The Craigie resident said she had experienced multiple traumatic situations in her life including rape, domestic violence, a violent home invasion and being diagnosed with breast cancer.
“I took a long time to go through those processes,” she said. “I thought if I could get one person through in half the time it took me… I didn’t want people to experience what I experienced.”
Ms McClymans started volunteering with the Peter Hughes Burn Foundation in 2012 and was made chief executive in 2014 when it became the Survivor Foundation.
“I knew we were having fantastic results with burns survivors and the penny dropped; we could help with any type of trauma,” she said.
The foundation aims to help trauma survivors. It offers workshops, support groups and several programs.
“People who go through trauma often get stuck and don’t seem to know how to navigate their way through,” Ms McClymans said.
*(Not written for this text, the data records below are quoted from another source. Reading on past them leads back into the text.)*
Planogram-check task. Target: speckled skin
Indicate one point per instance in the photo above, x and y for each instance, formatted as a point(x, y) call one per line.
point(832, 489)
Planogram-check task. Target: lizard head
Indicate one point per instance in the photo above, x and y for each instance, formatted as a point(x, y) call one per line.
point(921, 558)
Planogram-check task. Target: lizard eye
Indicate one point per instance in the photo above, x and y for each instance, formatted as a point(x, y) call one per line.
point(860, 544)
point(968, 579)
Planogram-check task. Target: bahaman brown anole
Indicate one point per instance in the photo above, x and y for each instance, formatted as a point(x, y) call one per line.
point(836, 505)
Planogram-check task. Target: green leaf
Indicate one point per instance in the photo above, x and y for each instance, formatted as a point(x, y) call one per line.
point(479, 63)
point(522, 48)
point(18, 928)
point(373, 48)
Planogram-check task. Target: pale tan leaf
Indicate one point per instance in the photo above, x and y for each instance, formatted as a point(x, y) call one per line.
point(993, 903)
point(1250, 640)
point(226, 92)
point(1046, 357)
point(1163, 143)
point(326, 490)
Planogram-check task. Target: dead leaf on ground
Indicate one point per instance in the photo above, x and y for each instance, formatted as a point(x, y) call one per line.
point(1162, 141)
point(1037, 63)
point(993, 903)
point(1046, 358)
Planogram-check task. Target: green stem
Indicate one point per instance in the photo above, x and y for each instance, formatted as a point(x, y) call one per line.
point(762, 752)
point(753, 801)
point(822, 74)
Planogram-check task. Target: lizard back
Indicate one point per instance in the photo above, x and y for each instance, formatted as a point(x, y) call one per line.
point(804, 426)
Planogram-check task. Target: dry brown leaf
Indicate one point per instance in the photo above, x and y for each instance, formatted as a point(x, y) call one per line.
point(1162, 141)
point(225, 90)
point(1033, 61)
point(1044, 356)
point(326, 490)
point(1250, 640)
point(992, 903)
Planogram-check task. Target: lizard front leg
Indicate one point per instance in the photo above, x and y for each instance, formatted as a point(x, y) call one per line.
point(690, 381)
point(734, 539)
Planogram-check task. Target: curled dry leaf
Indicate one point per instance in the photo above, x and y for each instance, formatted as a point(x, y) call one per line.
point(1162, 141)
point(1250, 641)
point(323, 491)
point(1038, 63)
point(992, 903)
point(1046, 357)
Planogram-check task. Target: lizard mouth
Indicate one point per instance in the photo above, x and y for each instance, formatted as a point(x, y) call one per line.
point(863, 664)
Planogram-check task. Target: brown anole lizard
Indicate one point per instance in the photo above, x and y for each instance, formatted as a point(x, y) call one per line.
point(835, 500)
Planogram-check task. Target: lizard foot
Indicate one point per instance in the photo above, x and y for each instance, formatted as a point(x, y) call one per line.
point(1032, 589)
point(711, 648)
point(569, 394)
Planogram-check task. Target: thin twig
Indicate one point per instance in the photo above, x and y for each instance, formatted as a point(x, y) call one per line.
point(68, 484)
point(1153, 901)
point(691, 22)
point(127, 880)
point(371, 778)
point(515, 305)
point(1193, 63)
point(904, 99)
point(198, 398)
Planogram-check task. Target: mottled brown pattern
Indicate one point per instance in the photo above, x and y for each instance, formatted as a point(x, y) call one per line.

“We help them devise a toolbox of support strategies.”
More than 2600 people are on the foundation’s national database, with workshops offered around the country.
“It’s really rewarding from the outside watching and seeing them come so broken, then see them become a really awesome person who wants to give back,” she said.
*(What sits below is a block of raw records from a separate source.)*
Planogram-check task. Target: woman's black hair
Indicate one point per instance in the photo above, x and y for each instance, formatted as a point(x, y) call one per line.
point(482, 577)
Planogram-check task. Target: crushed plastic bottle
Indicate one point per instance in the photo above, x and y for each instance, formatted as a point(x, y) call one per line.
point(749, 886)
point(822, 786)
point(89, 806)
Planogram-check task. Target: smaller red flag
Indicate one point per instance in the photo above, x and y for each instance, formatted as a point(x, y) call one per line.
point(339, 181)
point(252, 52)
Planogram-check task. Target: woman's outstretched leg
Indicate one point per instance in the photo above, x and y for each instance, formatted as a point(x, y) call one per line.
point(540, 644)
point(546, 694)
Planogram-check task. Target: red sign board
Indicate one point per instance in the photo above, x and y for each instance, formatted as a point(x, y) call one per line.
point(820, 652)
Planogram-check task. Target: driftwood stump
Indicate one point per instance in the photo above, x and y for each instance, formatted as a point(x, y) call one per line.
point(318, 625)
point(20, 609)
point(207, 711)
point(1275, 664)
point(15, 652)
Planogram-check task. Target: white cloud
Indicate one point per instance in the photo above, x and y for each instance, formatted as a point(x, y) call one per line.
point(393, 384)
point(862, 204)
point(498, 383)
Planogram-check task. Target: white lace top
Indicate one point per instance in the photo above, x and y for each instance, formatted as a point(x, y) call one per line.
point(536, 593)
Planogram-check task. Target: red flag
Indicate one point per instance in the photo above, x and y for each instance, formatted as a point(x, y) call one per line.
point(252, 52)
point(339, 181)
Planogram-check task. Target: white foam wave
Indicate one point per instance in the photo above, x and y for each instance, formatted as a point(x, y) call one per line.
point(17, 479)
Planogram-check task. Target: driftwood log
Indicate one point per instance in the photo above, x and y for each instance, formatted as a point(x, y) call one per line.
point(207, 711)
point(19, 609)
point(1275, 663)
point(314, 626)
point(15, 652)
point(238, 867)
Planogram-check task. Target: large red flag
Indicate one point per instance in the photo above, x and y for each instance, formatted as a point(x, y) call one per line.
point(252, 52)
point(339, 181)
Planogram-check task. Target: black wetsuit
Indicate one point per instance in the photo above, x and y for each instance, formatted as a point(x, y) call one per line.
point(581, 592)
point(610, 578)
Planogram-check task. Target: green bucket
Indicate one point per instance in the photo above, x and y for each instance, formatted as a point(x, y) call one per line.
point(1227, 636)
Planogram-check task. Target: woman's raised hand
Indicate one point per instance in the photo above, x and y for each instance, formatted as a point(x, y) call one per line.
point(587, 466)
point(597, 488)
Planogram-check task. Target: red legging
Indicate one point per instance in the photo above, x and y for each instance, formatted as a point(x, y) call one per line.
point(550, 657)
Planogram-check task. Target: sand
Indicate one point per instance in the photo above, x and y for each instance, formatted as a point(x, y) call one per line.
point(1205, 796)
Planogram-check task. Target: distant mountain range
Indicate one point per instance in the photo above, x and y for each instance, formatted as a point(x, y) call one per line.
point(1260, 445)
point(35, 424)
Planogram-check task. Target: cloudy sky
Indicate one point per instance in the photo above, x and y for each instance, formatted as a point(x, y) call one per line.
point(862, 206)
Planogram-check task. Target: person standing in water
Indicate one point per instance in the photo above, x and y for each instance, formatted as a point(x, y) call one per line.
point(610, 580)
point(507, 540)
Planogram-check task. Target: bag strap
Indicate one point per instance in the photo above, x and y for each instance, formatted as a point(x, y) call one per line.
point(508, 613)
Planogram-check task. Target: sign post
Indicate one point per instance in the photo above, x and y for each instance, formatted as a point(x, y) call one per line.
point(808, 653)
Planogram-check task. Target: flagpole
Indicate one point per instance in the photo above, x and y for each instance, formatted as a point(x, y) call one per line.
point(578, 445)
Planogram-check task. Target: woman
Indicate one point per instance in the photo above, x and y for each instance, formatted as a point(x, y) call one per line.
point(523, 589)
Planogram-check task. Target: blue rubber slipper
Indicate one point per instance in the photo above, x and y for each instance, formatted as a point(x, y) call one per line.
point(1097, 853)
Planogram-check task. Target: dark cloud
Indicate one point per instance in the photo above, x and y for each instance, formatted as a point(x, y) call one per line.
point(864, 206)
“People are starting to become more open about their condition and their feelings.”
She said support could be as simple as sitting and listening to someone.
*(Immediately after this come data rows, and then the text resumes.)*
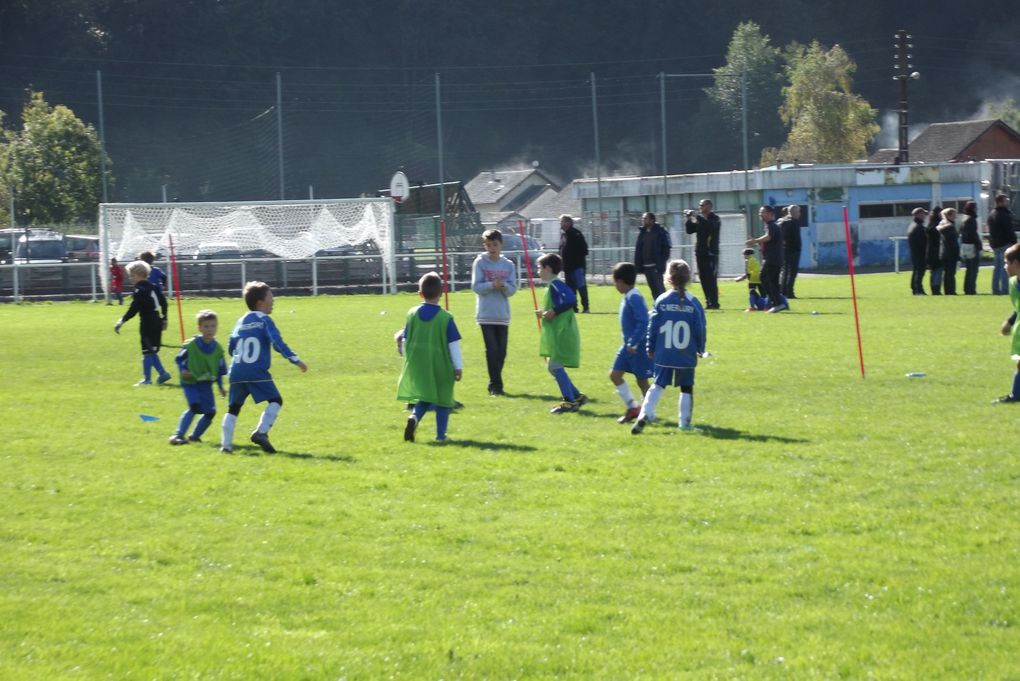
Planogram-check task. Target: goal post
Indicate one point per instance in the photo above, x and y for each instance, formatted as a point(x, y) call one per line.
point(291, 229)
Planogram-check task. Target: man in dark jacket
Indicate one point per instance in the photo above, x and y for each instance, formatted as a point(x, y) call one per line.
point(706, 226)
point(1001, 237)
point(652, 253)
point(573, 251)
point(917, 240)
point(789, 229)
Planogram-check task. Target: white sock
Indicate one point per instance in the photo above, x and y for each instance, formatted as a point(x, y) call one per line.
point(651, 400)
point(626, 396)
point(686, 408)
point(226, 430)
point(268, 417)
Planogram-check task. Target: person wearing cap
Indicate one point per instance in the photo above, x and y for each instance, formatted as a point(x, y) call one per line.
point(1001, 237)
point(917, 240)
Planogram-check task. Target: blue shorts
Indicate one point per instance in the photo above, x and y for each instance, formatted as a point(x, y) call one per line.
point(666, 376)
point(201, 395)
point(638, 363)
point(262, 390)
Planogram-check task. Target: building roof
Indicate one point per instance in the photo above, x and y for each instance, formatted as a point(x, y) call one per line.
point(942, 142)
point(491, 186)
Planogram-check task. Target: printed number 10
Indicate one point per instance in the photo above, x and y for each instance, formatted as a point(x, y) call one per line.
point(677, 333)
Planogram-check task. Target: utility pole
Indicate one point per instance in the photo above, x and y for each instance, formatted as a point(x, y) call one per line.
point(903, 73)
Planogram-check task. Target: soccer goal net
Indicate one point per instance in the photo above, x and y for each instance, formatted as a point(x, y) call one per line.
point(291, 229)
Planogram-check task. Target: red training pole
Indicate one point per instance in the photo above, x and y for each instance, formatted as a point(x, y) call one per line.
point(446, 291)
point(853, 289)
point(176, 289)
point(527, 265)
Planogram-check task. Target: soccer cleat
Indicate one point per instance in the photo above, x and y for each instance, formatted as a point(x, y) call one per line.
point(564, 408)
point(262, 439)
point(631, 414)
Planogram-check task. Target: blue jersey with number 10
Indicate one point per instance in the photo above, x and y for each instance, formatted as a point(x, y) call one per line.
point(676, 330)
point(250, 348)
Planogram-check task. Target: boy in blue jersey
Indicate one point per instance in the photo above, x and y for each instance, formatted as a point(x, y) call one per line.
point(432, 363)
point(201, 362)
point(630, 358)
point(156, 276)
point(560, 339)
point(148, 303)
point(250, 348)
point(675, 339)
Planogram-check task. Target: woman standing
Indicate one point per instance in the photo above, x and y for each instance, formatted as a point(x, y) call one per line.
point(934, 243)
point(970, 248)
point(949, 251)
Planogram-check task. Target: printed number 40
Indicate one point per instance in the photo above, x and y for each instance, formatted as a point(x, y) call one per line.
point(677, 334)
point(247, 351)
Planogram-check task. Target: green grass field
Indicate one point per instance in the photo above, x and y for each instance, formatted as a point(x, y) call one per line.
point(819, 526)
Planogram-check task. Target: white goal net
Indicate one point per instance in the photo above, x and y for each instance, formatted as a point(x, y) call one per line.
point(291, 229)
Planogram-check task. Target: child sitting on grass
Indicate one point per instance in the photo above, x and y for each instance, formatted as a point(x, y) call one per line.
point(560, 339)
point(675, 338)
point(432, 363)
point(148, 303)
point(201, 362)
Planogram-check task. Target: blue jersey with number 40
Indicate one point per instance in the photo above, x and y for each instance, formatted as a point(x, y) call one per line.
point(250, 348)
point(676, 330)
“I would like to see more community spirit and being more involved with others,” she said. “We need to go back to good old community spirit; I believe it breaks down barriers to mental health.”
Ms McClymans said her outlook had changed drastically in the past five years.
“I am grateful to still be here and to make a difference in one person’s life,” she said.
“Every day I wake up happy and excited to see what challenges the day will bring.”
The foundation is seeking donations and sponsorship to continue its work.